Tongue Rolling Is Probably Not Passed down from Your Parents
Growing up you were a kid that COULD or you were the kid that COULDN'T. (Just for the record, I was one of the kids that COULDN't!) I wanted to be one of the COULDS, I would even practice in a mirror, just trying to teach myself how to do it. But it never worked.
My sophomore year in high school was the year I was taught that I was a COULDN'T because of the way I was made. My biology teacher, Mr. Trautmann, said that people who COULD roll their tongue had a different gene then those that COULDN'T.
Biology wasn't one of my strong subjects in school. Honestly, I don't recall too much information from the class, except that tongue rolling was genetic. But you might be surprised to know that what many biology students are learning about tongue rolling is actually not true.
According to research done by an evolutionary biologist named John McDonald, everything that we have been taught about tongue rolling being a dominant trait, is all wrong.
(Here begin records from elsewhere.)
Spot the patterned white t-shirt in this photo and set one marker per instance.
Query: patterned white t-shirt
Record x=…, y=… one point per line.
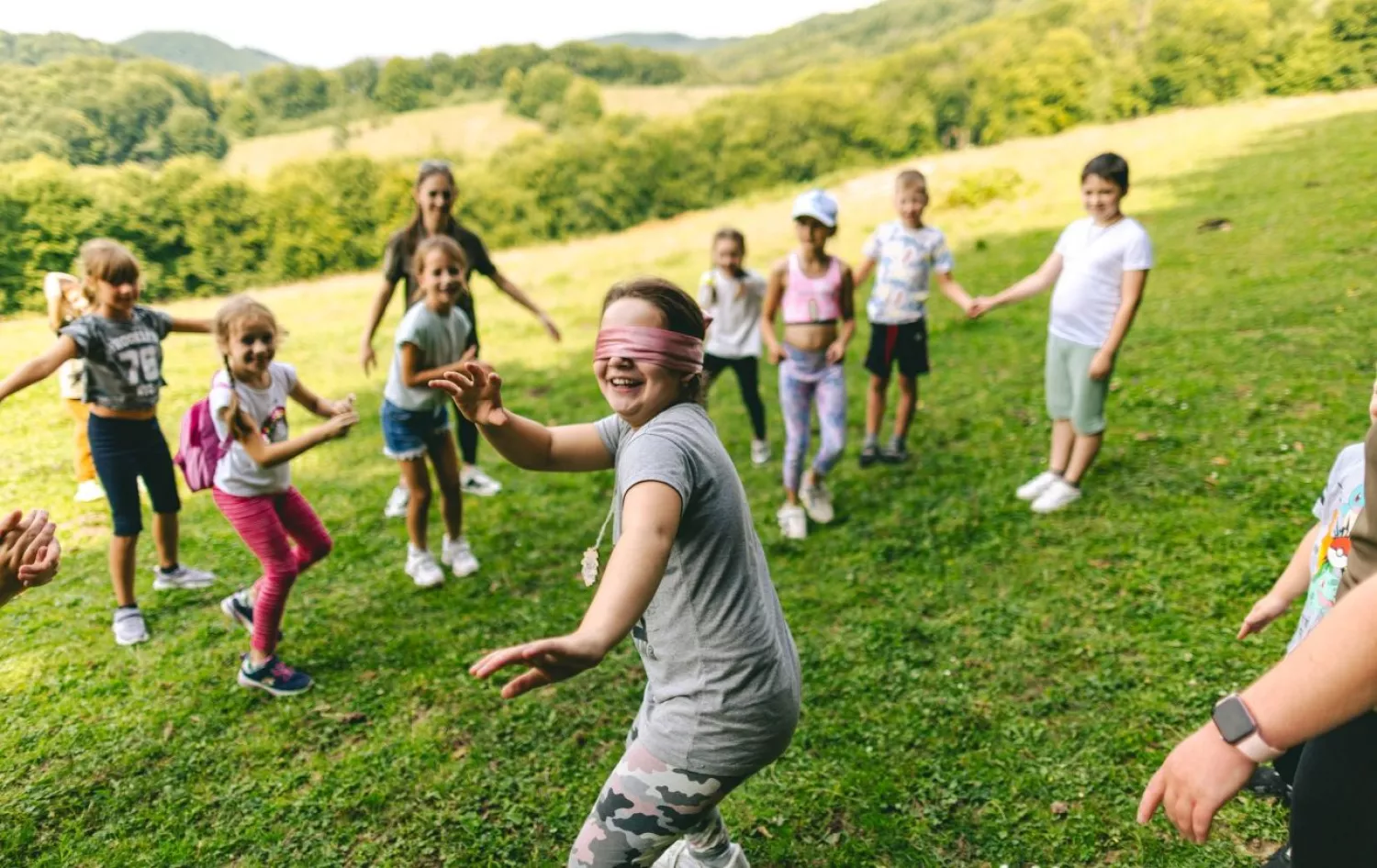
x=906, y=259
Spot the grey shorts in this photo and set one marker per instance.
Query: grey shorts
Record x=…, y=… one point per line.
x=1070, y=393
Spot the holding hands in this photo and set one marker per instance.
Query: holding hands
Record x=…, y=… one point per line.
x=476, y=390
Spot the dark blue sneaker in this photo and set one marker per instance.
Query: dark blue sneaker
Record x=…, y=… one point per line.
x=275, y=677
x=239, y=608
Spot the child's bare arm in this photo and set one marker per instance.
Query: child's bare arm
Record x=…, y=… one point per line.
x=39, y=369
x=1289, y=586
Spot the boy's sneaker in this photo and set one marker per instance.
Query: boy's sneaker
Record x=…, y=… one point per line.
x=869, y=454
x=275, y=677
x=239, y=608
x=1058, y=495
x=1033, y=488
x=129, y=628
x=182, y=578
x=397, y=502
x=90, y=491
x=895, y=452
x=457, y=556
x=759, y=451
x=679, y=856
x=793, y=521
x=1266, y=782
x=423, y=570
x=473, y=480
x=817, y=499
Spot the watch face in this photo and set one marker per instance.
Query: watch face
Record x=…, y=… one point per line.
x=1233, y=719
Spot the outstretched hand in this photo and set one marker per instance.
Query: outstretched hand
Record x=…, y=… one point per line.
x=476, y=390
x=1194, y=782
x=548, y=661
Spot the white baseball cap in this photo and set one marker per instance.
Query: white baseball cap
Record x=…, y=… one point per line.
x=817, y=204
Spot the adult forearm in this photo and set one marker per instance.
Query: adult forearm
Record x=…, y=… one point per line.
x=1329, y=678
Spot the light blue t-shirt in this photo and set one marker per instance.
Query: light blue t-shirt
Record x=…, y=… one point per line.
x=906, y=259
x=1336, y=509
x=440, y=340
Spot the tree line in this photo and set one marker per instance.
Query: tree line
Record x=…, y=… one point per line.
x=1033, y=72
x=109, y=110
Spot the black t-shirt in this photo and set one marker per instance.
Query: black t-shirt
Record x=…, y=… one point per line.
x=397, y=266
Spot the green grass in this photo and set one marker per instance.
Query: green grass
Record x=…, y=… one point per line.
x=966, y=664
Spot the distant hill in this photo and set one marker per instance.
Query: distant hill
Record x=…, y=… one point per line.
x=883, y=28
x=677, y=43
x=38, y=49
x=200, y=52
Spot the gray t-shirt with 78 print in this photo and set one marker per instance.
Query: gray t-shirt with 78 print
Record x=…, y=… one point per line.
x=723, y=684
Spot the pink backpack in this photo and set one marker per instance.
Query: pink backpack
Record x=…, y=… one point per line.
x=201, y=449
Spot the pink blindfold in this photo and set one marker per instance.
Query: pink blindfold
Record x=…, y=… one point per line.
x=660, y=347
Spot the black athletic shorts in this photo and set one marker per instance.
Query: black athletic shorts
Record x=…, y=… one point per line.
x=906, y=344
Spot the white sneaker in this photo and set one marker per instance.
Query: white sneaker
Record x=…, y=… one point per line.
x=1059, y=495
x=793, y=521
x=184, y=578
x=759, y=451
x=423, y=570
x=457, y=556
x=397, y=502
x=1033, y=488
x=817, y=499
x=679, y=856
x=90, y=491
x=473, y=480
x=129, y=628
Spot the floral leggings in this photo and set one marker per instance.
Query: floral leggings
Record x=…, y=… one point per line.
x=807, y=379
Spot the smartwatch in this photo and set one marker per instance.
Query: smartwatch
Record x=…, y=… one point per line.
x=1237, y=727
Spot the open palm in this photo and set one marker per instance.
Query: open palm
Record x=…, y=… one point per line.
x=476, y=391
x=548, y=661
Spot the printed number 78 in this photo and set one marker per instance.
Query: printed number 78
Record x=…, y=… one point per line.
x=143, y=360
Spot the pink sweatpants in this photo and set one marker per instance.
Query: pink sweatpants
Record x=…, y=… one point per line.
x=269, y=524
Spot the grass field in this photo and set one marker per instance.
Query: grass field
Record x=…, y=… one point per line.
x=474, y=129
x=982, y=686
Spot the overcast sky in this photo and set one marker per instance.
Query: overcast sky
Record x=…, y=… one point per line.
x=319, y=33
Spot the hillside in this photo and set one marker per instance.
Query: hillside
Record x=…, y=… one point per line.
x=38, y=49
x=677, y=43
x=889, y=27
x=200, y=52
x=967, y=666
x=473, y=129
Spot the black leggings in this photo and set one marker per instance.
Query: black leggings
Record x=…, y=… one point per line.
x=748, y=376
x=1335, y=802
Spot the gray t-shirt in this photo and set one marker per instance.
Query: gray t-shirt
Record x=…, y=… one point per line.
x=441, y=340
x=723, y=683
x=124, y=358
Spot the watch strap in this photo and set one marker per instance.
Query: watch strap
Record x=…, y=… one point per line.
x=1255, y=749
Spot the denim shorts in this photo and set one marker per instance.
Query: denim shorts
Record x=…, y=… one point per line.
x=408, y=434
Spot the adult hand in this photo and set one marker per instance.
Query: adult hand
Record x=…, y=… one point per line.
x=1263, y=612
x=548, y=661
x=476, y=390
x=1194, y=782
x=1102, y=365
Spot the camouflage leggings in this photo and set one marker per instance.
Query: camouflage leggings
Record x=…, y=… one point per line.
x=644, y=807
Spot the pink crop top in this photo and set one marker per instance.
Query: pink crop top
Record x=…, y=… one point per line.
x=812, y=300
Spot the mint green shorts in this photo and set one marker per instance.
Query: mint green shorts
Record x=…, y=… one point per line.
x=1070, y=393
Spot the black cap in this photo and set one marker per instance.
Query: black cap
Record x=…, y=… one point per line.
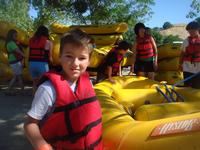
x=138, y=26
x=193, y=25
x=123, y=45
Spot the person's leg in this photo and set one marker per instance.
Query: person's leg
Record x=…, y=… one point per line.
x=149, y=69
x=141, y=73
x=151, y=75
x=140, y=68
x=11, y=83
x=195, y=83
x=18, y=72
x=21, y=83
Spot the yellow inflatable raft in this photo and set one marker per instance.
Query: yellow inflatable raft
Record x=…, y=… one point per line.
x=22, y=37
x=136, y=116
x=92, y=29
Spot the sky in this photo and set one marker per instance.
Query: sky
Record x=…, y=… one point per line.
x=173, y=11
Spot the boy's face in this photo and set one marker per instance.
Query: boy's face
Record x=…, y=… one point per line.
x=122, y=52
x=141, y=31
x=193, y=32
x=15, y=36
x=74, y=61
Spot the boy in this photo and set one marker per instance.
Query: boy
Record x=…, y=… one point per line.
x=65, y=112
x=112, y=64
x=145, y=53
x=190, y=57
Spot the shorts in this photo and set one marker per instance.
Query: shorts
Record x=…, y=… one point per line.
x=144, y=66
x=17, y=68
x=37, y=69
x=193, y=82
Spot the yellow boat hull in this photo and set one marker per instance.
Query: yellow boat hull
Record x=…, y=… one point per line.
x=176, y=128
x=92, y=29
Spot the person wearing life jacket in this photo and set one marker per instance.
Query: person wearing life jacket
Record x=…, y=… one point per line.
x=40, y=54
x=144, y=53
x=14, y=61
x=65, y=112
x=111, y=66
x=190, y=57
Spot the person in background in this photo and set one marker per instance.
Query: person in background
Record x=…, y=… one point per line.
x=40, y=54
x=190, y=57
x=144, y=53
x=111, y=66
x=65, y=113
x=15, y=56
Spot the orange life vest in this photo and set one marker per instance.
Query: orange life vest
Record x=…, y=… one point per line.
x=115, y=66
x=192, y=51
x=75, y=122
x=37, y=49
x=144, y=47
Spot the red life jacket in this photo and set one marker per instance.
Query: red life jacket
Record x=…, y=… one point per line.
x=37, y=49
x=192, y=52
x=75, y=123
x=115, y=66
x=144, y=47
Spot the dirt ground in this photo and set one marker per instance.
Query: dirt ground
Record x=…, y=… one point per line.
x=12, y=113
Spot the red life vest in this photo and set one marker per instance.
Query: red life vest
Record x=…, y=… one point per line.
x=119, y=57
x=37, y=49
x=75, y=123
x=144, y=47
x=192, y=51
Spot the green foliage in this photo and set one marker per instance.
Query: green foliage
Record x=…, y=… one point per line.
x=198, y=20
x=157, y=37
x=167, y=25
x=97, y=12
x=170, y=39
x=195, y=9
x=16, y=12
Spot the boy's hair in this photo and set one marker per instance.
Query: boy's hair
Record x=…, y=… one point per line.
x=76, y=37
x=42, y=31
x=9, y=36
x=193, y=26
x=138, y=26
x=123, y=45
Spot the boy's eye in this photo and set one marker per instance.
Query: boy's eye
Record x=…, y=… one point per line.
x=68, y=56
x=82, y=58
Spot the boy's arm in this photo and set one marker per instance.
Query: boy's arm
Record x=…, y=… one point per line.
x=32, y=132
x=155, y=53
x=120, y=69
x=110, y=74
x=134, y=58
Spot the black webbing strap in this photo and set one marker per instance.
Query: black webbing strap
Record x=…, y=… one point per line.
x=75, y=104
x=73, y=137
x=93, y=145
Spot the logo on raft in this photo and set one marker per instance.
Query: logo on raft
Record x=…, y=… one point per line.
x=176, y=127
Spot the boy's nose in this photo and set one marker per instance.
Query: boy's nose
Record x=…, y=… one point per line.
x=75, y=62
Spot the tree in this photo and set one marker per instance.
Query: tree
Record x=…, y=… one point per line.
x=198, y=20
x=171, y=38
x=16, y=12
x=167, y=25
x=157, y=36
x=195, y=9
x=96, y=12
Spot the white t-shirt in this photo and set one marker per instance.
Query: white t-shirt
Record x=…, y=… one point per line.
x=193, y=67
x=44, y=99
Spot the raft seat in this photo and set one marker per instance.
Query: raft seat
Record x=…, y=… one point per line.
x=165, y=110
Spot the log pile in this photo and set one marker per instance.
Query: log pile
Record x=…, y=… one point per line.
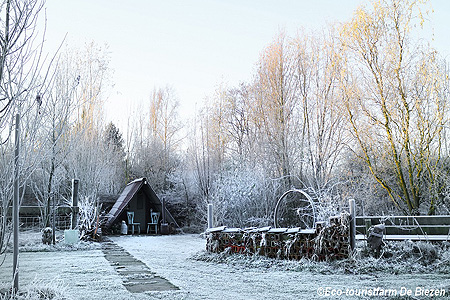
x=322, y=243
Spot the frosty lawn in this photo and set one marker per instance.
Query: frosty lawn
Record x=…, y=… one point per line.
x=181, y=259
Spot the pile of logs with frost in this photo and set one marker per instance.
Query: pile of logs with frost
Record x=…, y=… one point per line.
x=325, y=242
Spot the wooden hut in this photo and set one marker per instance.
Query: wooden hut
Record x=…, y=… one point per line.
x=138, y=197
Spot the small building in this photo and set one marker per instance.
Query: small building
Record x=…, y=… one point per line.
x=138, y=197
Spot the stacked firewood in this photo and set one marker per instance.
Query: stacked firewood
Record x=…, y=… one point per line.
x=321, y=243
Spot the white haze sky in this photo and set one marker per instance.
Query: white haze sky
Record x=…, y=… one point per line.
x=194, y=45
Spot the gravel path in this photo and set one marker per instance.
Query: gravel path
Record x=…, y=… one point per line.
x=87, y=274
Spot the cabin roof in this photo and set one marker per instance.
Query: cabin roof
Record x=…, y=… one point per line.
x=128, y=193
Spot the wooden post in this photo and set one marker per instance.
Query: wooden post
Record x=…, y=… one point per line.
x=16, y=209
x=74, y=222
x=210, y=216
x=352, y=223
x=53, y=219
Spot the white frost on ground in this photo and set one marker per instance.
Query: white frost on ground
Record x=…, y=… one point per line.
x=170, y=257
x=86, y=274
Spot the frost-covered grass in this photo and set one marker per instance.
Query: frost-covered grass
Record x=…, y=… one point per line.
x=201, y=275
x=396, y=258
x=38, y=289
x=181, y=259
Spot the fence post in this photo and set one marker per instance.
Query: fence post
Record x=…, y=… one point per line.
x=15, y=215
x=352, y=223
x=74, y=223
x=210, y=215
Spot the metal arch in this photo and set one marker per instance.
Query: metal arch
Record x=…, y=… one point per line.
x=275, y=217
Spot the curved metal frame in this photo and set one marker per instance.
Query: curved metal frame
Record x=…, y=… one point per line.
x=275, y=217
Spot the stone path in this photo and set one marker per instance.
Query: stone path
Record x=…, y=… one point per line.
x=136, y=275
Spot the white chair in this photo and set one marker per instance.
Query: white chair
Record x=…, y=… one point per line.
x=154, y=218
x=131, y=223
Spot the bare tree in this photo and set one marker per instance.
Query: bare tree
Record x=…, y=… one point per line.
x=395, y=96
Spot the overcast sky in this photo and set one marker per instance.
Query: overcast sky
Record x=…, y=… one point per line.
x=193, y=45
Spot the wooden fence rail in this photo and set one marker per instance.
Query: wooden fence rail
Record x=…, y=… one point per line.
x=433, y=228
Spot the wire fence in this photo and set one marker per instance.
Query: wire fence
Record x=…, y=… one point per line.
x=62, y=222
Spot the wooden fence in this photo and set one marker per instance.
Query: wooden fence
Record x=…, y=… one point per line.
x=30, y=216
x=431, y=228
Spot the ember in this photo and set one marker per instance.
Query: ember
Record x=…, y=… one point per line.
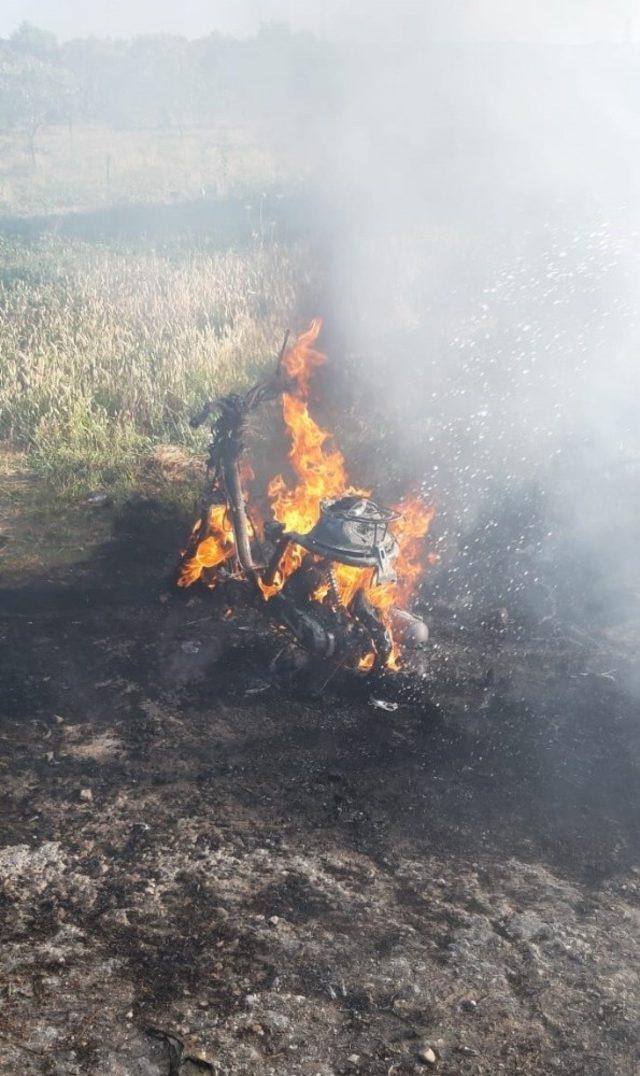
x=340, y=566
McDonald points out that the theory of tongue rolling being from a passed on, dominant trait probably started in 1940. That theory was debunked in 1952 by researcher Philip Matlock. Matlock did a study on identical twins and the tongue-rolling ability and was able to prove that if it was a dominant trait, both twins would have the ability to roll their tongues. But often times, that wasn't the case.
McDonald did say that genetics may have a little to do with it, but the ability to roll the tongue may come from a gene that controls tongue length or even muscle tone.
But while you might think that the tongue-rolling myth is harmless, McDonald said that he has received emails from kids who worry about the tongue-rolling status of themselves and their parents. Because tongue-rolling is often thought of as something being passed from parent to child, the most common question is, "Are my parents really my parents, or am I adopted?" McDonald is usually pretty quick to respond by saying, " If your mom and dad can’t roll their tongues, don’t worry. Chances are you’re still their kid."